Here is the screenshot, so you don’t have to click anything:

I read a MindShaRE blog post by Aaron Portnoy on his journey with IDA/PySide and it was some kind of a door opener for me, as it showed me what would actually be possible by building own GUI extensions. By that time, I started working on the plugin but was thrown back when Aaron and Brandon announced Toolbag, which already in the Beta seemed to be a powerful implementation extending IDA with a lot of features that come in handy. REcon set me back on track and now I am motivated again to pursue my plugin as I noticed that the focus of my plugin is different from theirs. The feedback of Alex also put in a lot of motivation, helping me to continue.

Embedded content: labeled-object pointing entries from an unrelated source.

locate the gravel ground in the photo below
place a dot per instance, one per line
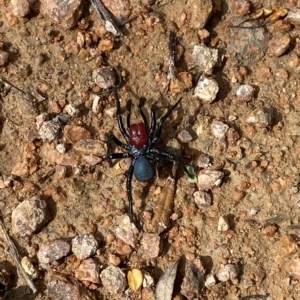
(229, 233)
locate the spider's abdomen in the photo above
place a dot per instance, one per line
(143, 169)
(138, 135)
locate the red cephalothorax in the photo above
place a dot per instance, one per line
(138, 135)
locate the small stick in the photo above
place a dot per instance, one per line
(28, 96)
(172, 44)
(13, 86)
(14, 252)
(106, 18)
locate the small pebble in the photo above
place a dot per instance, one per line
(223, 223)
(19, 8)
(126, 231)
(61, 288)
(210, 280)
(92, 160)
(209, 178)
(198, 12)
(52, 251)
(293, 16)
(254, 210)
(219, 129)
(111, 112)
(113, 279)
(29, 268)
(227, 272)
(182, 82)
(245, 93)
(270, 230)
(61, 148)
(293, 267)
(60, 171)
(105, 45)
(114, 259)
(29, 216)
(150, 243)
(3, 58)
(206, 89)
(193, 281)
(92, 147)
(49, 131)
(279, 46)
(74, 133)
(71, 110)
(84, 246)
(89, 271)
(203, 161)
(184, 136)
(260, 117)
(206, 58)
(148, 280)
(286, 246)
(66, 13)
(104, 77)
(240, 7)
(202, 199)
(96, 104)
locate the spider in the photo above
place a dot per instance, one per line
(140, 146)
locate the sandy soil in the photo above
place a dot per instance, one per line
(259, 190)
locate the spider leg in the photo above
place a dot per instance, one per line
(174, 158)
(161, 162)
(119, 143)
(142, 113)
(129, 191)
(153, 124)
(119, 117)
(162, 120)
(119, 155)
(128, 106)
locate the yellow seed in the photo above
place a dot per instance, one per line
(135, 279)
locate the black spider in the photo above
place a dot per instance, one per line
(140, 142)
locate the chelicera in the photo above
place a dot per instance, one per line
(140, 145)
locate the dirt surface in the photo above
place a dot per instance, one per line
(257, 196)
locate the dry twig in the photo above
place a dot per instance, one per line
(14, 253)
(106, 17)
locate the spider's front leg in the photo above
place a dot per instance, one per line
(119, 143)
(119, 155)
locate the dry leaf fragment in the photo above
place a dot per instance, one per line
(165, 285)
(135, 279)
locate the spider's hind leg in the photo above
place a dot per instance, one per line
(174, 158)
(129, 189)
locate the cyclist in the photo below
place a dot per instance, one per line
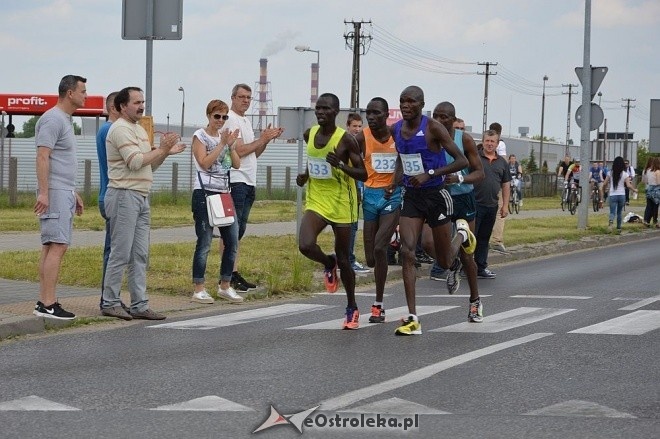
(516, 176)
(596, 177)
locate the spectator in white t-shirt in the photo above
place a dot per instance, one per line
(243, 181)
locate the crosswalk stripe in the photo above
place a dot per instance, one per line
(237, 318)
(393, 315)
(211, 403)
(532, 296)
(417, 375)
(505, 320)
(635, 323)
(35, 403)
(640, 304)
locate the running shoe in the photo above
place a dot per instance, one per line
(476, 312)
(352, 320)
(330, 278)
(409, 327)
(486, 274)
(229, 294)
(377, 314)
(470, 244)
(55, 311)
(453, 278)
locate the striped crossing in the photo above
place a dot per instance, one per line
(392, 315)
(505, 320)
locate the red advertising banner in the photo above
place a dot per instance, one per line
(36, 105)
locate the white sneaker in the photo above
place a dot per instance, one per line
(229, 294)
(202, 297)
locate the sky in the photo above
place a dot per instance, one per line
(434, 44)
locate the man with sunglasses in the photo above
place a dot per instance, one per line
(244, 180)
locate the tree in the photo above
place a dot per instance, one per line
(531, 163)
(30, 124)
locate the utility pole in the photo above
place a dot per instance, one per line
(568, 118)
(625, 141)
(487, 73)
(358, 42)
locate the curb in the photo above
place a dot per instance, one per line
(17, 323)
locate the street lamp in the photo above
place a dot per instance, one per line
(183, 110)
(599, 152)
(183, 107)
(315, 73)
(545, 78)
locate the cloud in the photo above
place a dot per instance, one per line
(614, 14)
(279, 43)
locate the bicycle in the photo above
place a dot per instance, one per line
(514, 201)
(595, 196)
(573, 198)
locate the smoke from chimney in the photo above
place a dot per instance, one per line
(279, 44)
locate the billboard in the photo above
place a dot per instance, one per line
(36, 105)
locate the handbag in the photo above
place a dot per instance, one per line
(219, 207)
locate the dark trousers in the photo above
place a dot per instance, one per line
(484, 222)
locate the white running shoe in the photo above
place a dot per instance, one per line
(202, 297)
(229, 294)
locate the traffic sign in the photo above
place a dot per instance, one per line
(597, 75)
(597, 116)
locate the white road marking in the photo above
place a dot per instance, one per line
(640, 304)
(395, 406)
(415, 376)
(237, 318)
(35, 403)
(392, 315)
(210, 403)
(576, 407)
(531, 296)
(370, 294)
(441, 296)
(635, 323)
(505, 320)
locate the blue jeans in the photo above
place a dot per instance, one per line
(484, 222)
(243, 196)
(617, 203)
(204, 232)
(106, 246)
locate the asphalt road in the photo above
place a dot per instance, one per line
(568, 349)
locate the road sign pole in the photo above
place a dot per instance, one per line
(585, 144)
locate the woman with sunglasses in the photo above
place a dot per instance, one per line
(215, 153)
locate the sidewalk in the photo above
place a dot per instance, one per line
(17, 298)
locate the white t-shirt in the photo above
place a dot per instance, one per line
(620, 189)
(501, 149)
(248, 172)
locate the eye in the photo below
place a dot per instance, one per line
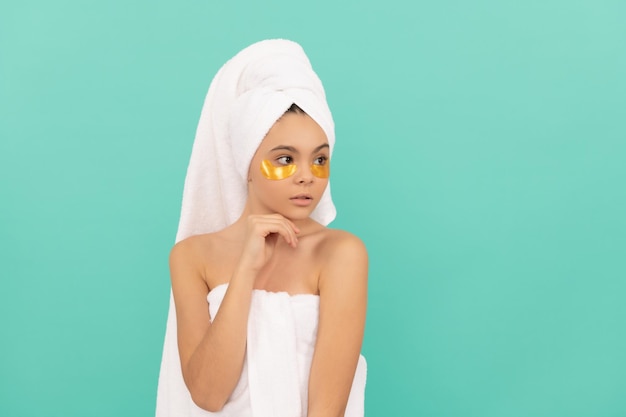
(284, 160)
(320, 160)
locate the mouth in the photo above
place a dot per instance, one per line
(303, 197)
(302, 200)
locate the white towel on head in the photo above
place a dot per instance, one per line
(246, 97)
(248, 94)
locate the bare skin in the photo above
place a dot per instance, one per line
(273, 246)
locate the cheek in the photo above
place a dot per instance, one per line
(321, 171)
(271, 172)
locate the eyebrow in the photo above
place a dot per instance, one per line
(294, 150)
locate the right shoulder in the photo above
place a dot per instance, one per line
(189, 254)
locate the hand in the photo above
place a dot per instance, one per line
(263, 232)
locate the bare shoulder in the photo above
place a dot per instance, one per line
(189, 249)
(345, 260)
(339, 244)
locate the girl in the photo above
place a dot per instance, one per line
(268, 307)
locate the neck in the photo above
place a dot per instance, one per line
(305, 225)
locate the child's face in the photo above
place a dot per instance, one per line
(289, 171)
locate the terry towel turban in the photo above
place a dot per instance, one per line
(246, 97)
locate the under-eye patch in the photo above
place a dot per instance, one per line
(321, 171)
(272, 172)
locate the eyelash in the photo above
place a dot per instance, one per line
(281, 160)
(323, 161)
(288, 160)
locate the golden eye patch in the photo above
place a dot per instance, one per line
(272, 172)
(277, 173)
(321, 171)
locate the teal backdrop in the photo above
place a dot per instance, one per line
(481, 156)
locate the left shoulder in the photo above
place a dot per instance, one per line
(339, 244)
(345, 260)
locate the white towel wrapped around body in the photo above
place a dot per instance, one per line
(246, 97)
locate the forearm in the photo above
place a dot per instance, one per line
(214, 368)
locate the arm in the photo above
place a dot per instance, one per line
(343, 299)
(212, 353)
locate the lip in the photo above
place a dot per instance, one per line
(302, 199)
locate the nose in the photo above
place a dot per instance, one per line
(304, 175)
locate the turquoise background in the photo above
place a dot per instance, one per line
(481, 156)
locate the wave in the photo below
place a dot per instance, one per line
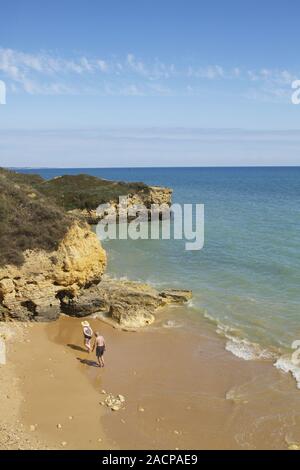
(250, 351)
(286, 364)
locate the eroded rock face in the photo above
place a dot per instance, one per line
(130, 305)
(32, 291)
(148, 197)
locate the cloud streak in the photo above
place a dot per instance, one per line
(45, 73)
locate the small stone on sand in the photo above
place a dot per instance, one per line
(294, 447)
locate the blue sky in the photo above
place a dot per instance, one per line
(98, 72)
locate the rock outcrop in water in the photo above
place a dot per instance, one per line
(130, 305)
(51, 261)
(82, 194)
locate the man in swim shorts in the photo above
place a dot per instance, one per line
(87, 335)
(100, 348)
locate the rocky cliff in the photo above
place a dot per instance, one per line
(82, 194)
(52, 263)
(42, 252)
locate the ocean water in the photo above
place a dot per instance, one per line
(246, 278)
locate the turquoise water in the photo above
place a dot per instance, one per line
(246, 278)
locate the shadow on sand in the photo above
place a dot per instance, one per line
(87, 362)
(76, 348)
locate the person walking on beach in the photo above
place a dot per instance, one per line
(87, 335)
(100, 348)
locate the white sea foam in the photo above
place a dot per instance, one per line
(285, 364)
(238, 346)
(248, 351)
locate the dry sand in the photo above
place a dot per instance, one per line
(182, 390)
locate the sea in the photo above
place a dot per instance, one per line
(246, 278)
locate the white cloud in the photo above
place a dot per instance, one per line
(46, 73)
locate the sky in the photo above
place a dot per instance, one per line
(139, 83)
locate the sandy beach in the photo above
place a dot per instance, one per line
(182, 391)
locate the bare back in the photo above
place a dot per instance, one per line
(100, 341)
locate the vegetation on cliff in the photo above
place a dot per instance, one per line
(28, 219)
(86, 191)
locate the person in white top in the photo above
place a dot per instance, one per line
(87, 335)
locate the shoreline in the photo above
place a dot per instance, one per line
(198, 397)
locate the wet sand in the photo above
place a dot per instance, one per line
(194, 394)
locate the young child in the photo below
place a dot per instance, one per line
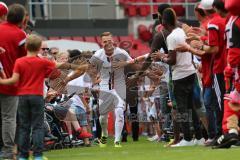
(29, 73)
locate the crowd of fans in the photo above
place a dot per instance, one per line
(186, 89)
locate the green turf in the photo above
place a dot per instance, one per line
(143, 150)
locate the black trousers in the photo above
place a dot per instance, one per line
(183, 89)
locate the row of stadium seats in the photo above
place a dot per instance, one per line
(138, 47)
(145, 10)
(94, 39)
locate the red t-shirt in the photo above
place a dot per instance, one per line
(206, 60)
(32, 71)
(12, 39)
(216, 31)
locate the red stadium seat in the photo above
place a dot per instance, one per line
(131, 11)
(67, 38)
(143, 10)
(78, 38)
(54, 38)
(116, 39)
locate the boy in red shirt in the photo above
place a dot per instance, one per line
(29, 73)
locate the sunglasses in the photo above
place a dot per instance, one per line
(45, 49)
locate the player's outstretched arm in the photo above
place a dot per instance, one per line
(10, 81)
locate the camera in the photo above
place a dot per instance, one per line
(154, 16)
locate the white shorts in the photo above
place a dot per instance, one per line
(108, 100)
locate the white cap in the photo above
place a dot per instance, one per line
(206, 4)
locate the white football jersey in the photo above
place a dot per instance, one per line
(111, 78)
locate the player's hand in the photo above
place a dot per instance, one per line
(132, 81)
(2, 50)
(96, 80)
(119, 64)
(156, 55)
(196, 44)
(186, 28)
(192, 36)
(182, 47)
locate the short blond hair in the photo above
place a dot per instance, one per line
(33, 43)
(106, 34)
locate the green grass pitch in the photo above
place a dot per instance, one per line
(143, 150)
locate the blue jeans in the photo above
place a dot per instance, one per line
(210, 104)
(31, 118)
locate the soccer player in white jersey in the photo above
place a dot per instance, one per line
(112, 93)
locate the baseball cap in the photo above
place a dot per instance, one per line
(3, 9)
(206, 4)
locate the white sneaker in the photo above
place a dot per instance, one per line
(183, 143)
(199, 142)
(154, 138)
(208, 142)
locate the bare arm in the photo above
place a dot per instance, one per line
(210, 49)
(10, 81)
(171, 58)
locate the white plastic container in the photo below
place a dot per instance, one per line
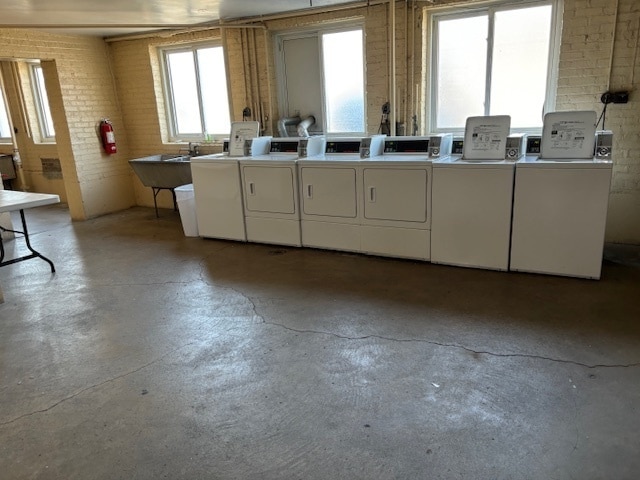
(187, 207)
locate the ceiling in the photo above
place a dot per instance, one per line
(121, 17)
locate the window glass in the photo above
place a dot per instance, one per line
(214, 92)
(508, 41)
(5, 127)
(197, 92)
(42, 102)
(462, 52)
(343, 81)
(184, 92)
(321, 74)
(519, 67)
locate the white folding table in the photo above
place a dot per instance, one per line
(11, 201)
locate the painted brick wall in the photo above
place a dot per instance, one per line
(600, 52)
(81, 91)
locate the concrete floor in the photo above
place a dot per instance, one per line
(151, 355)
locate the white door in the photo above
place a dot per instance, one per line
(329, 191)
(394, 194)
(269, 189)
(471, 216)
(300, 67)
(218, 196)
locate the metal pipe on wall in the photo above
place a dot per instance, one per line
(392, 66)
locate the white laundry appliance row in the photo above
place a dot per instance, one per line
(544, 212)
(474, 201)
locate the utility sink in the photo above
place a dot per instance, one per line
(163, 172)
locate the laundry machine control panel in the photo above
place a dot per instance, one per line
(457, 146)
(515, 146)
(284, 146)
(533, 145)
(604, 145)
(407, 145)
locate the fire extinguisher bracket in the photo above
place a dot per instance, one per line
(107, 136)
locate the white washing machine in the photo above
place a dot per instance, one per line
(218, 192)
(331, 193)
(472, 197)
(396, 187)
(270, 190)
(561, 200)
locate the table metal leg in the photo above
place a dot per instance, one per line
(34, 253)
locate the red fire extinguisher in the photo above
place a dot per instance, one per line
(107, 136)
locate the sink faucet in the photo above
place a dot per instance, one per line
(194, 149)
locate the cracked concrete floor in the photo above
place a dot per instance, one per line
(152, 355)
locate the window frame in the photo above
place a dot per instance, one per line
(3, 99)
(490, 9)
(47, 132)
(317, 31)
(167, 87)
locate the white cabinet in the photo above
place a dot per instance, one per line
(218, 196)
(471, 224)
(396, 213)
(330, 196)
(270, 191)
(559, 218)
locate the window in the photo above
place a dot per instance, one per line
(196, 90)
(495, 60)
(321, 74)
(5, 126)
(47, 132)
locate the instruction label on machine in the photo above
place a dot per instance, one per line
(568, 135)
(486, 137)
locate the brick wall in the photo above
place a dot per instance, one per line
(81, 92)
(600, 52)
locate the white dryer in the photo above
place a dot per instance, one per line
(270, 191)
(218, 191)
(472, 197)
(331, 193)
(396, 187)
(561, 200)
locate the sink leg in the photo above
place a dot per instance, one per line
(155, 199)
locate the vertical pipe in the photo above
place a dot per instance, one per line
(392, 67)
(268, 57)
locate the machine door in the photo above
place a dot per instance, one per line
(269, 189)
(329, 191)
(395, 194)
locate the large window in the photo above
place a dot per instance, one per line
(45, 121)
(496, 60)
(196, 90)
(321, 74)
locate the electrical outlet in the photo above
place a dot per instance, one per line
(614, 97)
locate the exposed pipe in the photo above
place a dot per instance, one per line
(171, 30)
(392, 67)
(283, 122)
(613, 43)
(269, 119)
(304, 125)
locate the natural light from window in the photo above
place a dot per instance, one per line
(5, 129)
(198, 92)
(44, 111)
(342, 55)
(519, 67)
(516, 84)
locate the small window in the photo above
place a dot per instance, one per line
(47, 132)
(496, 60)
(196, 89)
(5, 125)
(321, 74)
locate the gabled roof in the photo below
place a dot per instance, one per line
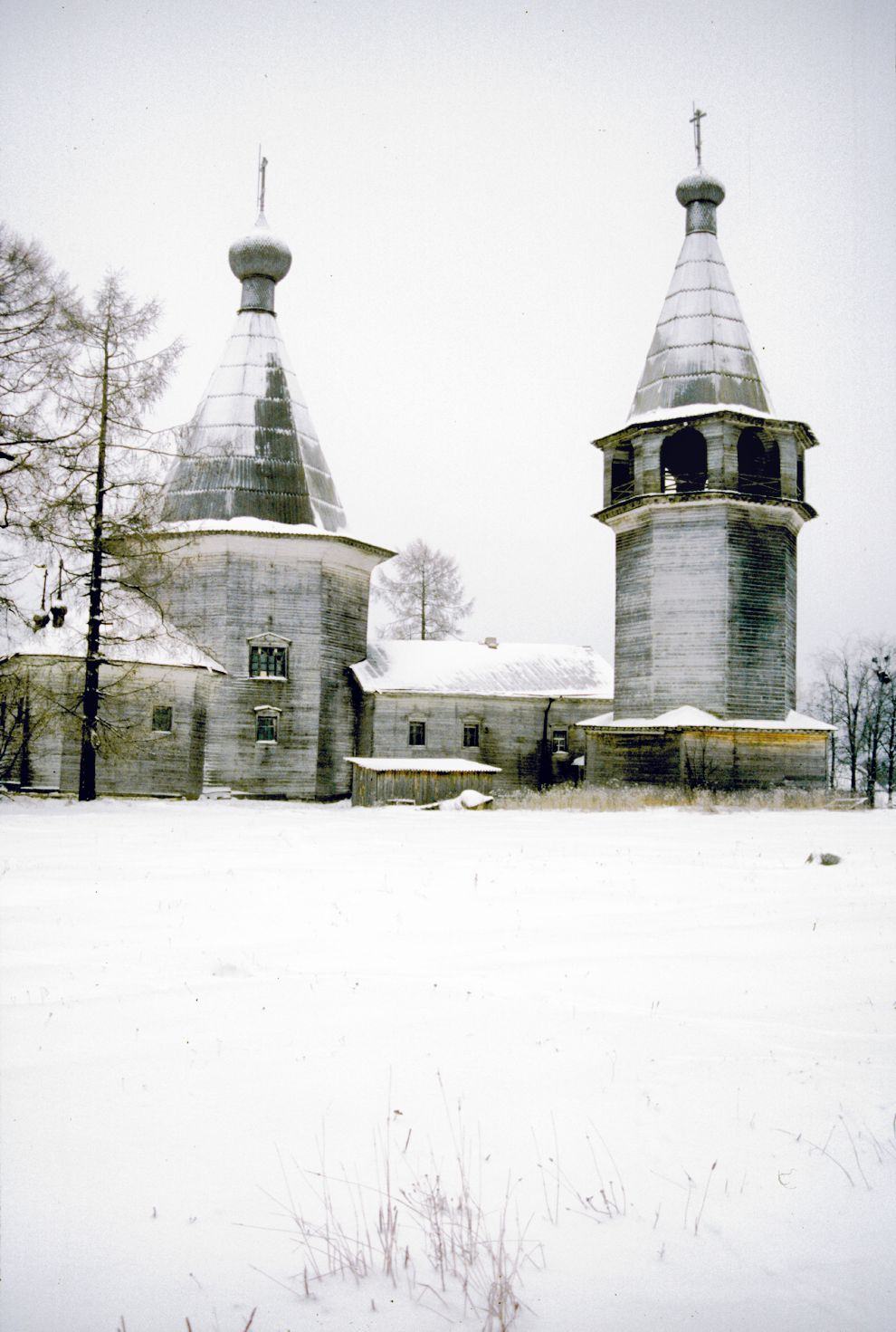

So after the REstart, the next step was to take the basic existing script as mentioned before and embedding it in some optimized graphic front end, resulting in the GUI as shown here:

Having an overview of the tagged functions was just one step, having the relevant API calls responsible for the tag was a logical consequence. Right now, I am working on extracting the parameters to these function calls. For this, some basic data flow analysis is needed of course.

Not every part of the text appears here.